The SSE filter is a POST body listing the channels you want — no run id. Pass `since` (the last `seq` you saw) to resume after a dropped connection.

```bash theme={null}
curl -N -X POST http://localhost:8000/threads/$THREAD/stream/events \
  -H "Content-Type: application/json" \
  -d '{"channels": ["messages", "values", "lifecycle"]}'
```

The client reads each frame's `data:` line — a protocol event envelope. `seq` is the cursor you echo back as `since`; `event_id` dedups across reconnects; `params.data` is the payload and `params.namespace` the subgraph path:

```
data: {"type":"event","seq":1,"event_id":"...:1","method":"messages","params":{"data":{"event":"message-start","role":"ai","id":"msg_1"},"namespace":[]}}

data: {"type":"event","seq":2,"event_id":"...:2","method":"messages","params":{"data":{"event":"content-block-delta","index":0,"delta":{"type":"text-delta","text":"Hello"}},"namespace":[]}}

data: {"type":"event","seq":3,"event_id":"...:3","method":"lifecycle","params":{"data":{"event":"completed"},"namespace":[]}}
```

### Channels

`values`, `updates`, `messages`, `tools`, `lifecycle`, `input`, `checkpoints`, `tasks`, and `custom` (plus `custom:<name>`).
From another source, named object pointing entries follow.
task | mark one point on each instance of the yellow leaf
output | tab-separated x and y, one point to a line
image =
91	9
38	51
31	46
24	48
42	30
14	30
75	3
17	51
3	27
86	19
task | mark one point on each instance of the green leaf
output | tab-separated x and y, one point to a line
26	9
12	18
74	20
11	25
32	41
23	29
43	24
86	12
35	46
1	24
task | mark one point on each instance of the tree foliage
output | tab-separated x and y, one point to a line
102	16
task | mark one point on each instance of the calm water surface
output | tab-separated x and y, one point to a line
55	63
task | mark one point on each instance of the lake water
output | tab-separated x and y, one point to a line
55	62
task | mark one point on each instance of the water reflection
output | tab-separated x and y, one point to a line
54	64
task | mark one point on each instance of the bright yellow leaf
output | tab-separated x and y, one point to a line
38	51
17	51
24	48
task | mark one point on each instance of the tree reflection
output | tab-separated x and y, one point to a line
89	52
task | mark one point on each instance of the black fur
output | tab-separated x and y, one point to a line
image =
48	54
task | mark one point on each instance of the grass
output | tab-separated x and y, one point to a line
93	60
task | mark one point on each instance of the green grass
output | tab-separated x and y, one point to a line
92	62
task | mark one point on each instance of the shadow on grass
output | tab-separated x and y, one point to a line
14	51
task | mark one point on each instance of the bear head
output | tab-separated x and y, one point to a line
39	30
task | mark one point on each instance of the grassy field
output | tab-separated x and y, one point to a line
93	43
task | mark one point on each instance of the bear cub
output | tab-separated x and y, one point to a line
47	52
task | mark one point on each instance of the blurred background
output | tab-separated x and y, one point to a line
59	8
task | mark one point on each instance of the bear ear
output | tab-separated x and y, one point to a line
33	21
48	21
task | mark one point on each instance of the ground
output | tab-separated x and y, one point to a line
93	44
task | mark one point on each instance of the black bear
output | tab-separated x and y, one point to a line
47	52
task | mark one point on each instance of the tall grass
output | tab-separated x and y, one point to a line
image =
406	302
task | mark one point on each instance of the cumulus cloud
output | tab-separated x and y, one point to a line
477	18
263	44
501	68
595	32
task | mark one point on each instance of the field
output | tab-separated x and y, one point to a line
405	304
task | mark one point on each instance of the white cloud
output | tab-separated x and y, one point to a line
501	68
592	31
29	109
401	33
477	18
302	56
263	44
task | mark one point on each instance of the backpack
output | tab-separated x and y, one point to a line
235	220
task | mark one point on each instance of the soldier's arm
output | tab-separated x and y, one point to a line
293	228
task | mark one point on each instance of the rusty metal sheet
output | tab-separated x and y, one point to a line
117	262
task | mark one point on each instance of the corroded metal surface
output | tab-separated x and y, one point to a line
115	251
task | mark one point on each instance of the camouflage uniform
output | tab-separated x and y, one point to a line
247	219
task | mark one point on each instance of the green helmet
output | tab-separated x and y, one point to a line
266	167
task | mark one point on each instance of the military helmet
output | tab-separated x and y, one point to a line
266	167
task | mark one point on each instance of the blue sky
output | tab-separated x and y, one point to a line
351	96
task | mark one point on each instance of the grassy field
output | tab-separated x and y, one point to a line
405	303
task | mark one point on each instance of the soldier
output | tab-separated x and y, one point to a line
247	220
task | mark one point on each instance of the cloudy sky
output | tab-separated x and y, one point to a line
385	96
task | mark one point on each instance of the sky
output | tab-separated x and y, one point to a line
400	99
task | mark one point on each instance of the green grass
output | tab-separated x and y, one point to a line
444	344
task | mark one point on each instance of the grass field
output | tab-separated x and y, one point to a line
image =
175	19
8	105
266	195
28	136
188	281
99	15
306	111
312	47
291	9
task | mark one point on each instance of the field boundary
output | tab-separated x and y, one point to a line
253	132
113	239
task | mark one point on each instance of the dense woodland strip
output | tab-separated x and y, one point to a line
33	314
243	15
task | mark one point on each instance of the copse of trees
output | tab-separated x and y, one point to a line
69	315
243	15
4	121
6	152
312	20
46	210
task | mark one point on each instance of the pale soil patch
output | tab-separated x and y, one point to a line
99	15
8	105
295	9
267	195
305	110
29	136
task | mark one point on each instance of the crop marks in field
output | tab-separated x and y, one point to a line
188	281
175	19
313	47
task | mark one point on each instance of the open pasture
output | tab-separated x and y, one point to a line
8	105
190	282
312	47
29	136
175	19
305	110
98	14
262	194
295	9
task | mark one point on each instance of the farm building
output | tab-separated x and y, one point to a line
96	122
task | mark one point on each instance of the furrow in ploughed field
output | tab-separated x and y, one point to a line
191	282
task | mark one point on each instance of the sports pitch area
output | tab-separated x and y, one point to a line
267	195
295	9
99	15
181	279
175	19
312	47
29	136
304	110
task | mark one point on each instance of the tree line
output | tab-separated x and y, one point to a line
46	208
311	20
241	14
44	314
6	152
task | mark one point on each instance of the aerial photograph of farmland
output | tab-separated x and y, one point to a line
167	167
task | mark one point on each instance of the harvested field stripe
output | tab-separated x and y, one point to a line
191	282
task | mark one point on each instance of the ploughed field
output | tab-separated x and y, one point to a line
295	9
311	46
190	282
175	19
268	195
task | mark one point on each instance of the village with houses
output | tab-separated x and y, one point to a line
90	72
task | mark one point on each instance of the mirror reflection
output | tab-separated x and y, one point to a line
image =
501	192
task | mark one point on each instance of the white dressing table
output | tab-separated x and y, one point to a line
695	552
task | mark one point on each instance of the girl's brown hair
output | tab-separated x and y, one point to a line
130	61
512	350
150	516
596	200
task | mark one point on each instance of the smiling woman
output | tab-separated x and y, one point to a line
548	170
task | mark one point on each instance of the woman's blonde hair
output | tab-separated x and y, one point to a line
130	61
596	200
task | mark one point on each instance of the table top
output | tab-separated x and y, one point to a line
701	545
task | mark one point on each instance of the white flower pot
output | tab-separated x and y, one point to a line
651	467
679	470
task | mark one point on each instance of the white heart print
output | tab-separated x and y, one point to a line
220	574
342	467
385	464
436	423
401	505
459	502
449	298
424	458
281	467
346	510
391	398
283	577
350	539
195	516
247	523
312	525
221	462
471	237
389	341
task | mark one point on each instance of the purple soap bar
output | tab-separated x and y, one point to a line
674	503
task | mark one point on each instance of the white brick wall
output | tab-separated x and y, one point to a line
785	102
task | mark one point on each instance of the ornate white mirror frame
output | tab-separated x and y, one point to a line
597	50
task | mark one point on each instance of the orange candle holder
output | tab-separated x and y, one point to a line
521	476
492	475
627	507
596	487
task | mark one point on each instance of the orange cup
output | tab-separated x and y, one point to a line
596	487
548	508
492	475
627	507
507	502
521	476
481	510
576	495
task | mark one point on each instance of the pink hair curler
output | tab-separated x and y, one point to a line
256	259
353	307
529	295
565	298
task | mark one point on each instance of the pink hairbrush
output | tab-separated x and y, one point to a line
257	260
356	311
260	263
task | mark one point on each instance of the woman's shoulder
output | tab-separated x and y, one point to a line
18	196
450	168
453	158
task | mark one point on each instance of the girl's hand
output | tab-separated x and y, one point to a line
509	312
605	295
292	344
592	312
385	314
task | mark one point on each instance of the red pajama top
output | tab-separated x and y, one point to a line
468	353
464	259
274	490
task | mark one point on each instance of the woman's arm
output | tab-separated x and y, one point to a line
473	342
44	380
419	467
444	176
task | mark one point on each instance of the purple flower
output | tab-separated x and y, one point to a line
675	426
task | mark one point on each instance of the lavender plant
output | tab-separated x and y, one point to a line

Message streams arrive as content-block events (`message-start` → `content-block-delta` → `message-finish`); lifecycle reports `started` / `completed` / `failed` / `interrupted`.

<Note>
  This first release covers the HTTP SSE + commands path the JS/Python SDKs use, verified end-to-end against the stock `langgraph-sdk`. The WebSocket transport and the `agent.getTree` / `state.fork` / `subscription.*` commands are not yet implemented; SSE filtering via the POST body covers the `useStream()` path without them.